Ce qui augmentait le malheur de ces affligés, c'est que les hôpitaux n'étaient ni assez riches ni assez nombreux pour les accommoder. Il fallait donc dépendre de la bonne volonté des personnes charitables.

Ces femmes traiteuses, comme on les nommait alors, prenaient charge des malades, les soignaient jusqu'au rétablissement ou bien jusqu'à la mort: quelquefois elles étaient rétribuées pour leurs services, mais en maintes occasions, elles avaient donné leur temps, leurs veilles et leur secours pour l'amour de Dieu, sans espoir de récompense.

La femme créole était aussi chaste, aussi pure, dans son réduit ou dans son infortune, que sa sœur plus fortunée vivant dans l'étalage le plus extravagant de l'opulence.

Le faste n'était pas nécessaire pour faire ressortir l'éclat de ce caractère si fortement trempé dans la religion et la vertu.

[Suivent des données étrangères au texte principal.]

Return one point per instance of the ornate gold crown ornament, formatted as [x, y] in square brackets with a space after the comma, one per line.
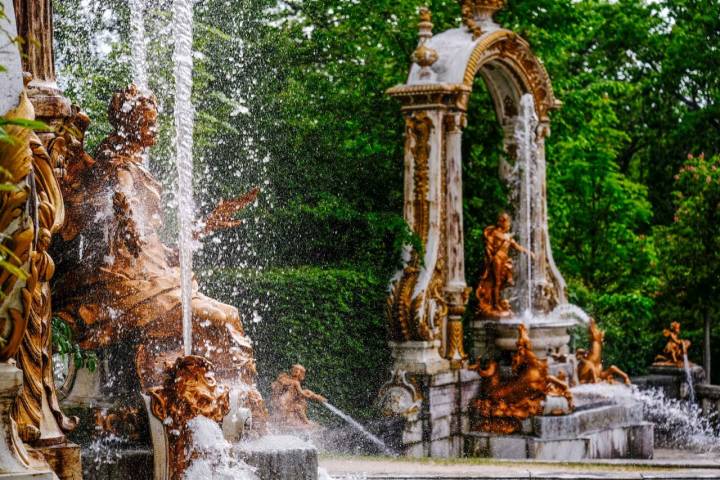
[476, 11]
[423, 55]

S'il est des esprits, aujourd'hui, assez vils pour tenter de salir la mémoire de ces nobles créatures, qu'ils cherchent à ravaler au niveau de la brute, nous en appellerons de cette injustice au tribunal de l'histoire qui fut, en tout temps et dans tous les pays, le vengeur du mérite et de l'innocence.

Les fastes de l'Histoire et les fastes de l'Eglise diront ce que les préjugés et les haines du présent essaient d'ensevelir dans l'oubli.

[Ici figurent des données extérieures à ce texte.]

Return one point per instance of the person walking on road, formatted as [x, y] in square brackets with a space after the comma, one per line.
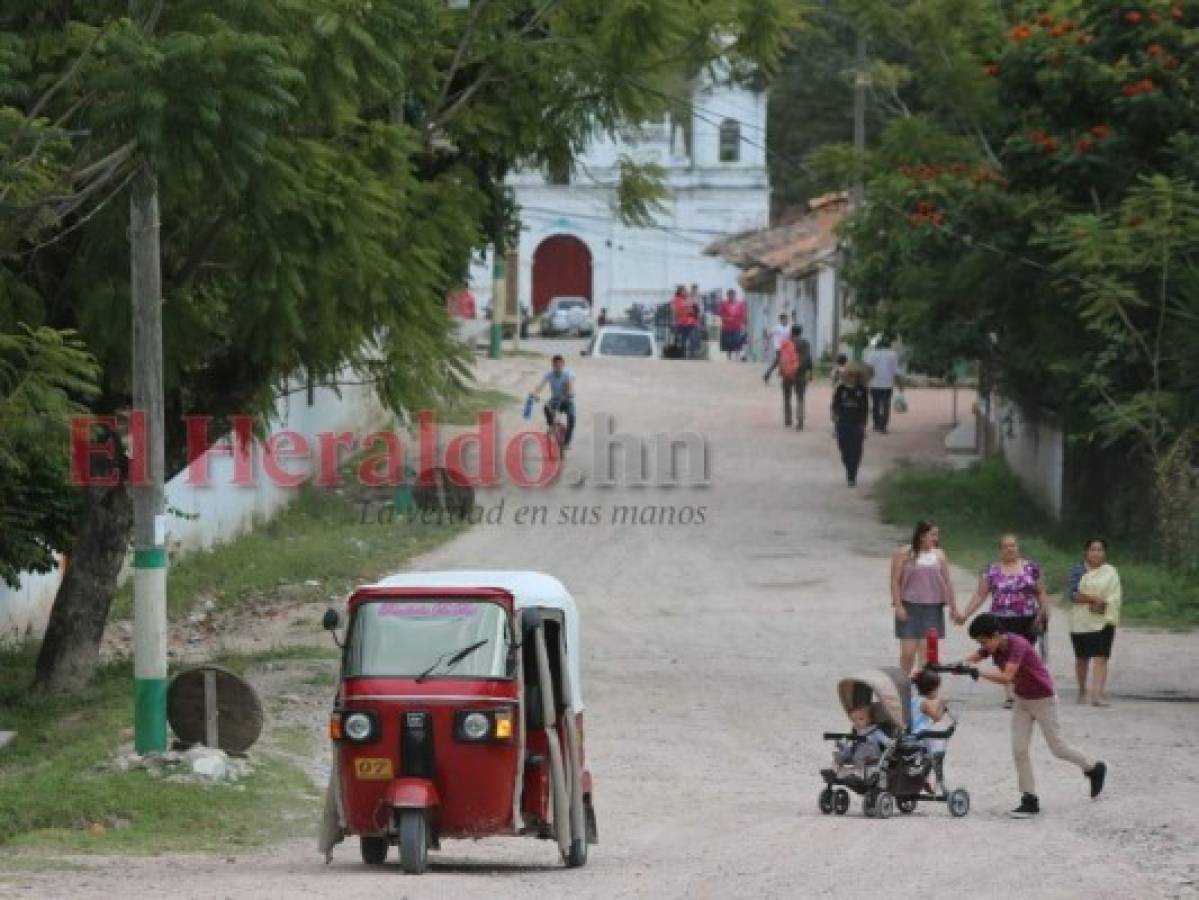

La femme créole de couleur a su étudier, réfléchir, prier; elle a été généreuse, secourable et pieuse. Sa vertu, sa charité et sa constance ne peuvent être mises en doute, elles resteront toujours ses plus beaux ornements.

Nombre de nos filles, autrefois, élevées dans les couvents, devenaient des zélatrices et des Sœurs de Charité.

Les autres faisaient de vertueuses mères de familles, qui ont doté la Louisiane de cette belle race créole connue par ses talents. Cette race nous a fourni des inventeurs, des sculpteurs, des peintres, des poètes, des littérateurs, des professeurs, des commerçants, des planteurs et des artisans habiles, tous hommes d'une valeur morale manifestement supérieure.

Ces excellentes créatures occupent donc une place unique dans nos traditions. Ajoutons que les familles leur confiaient souvent l'éducation morale de leurs enfants.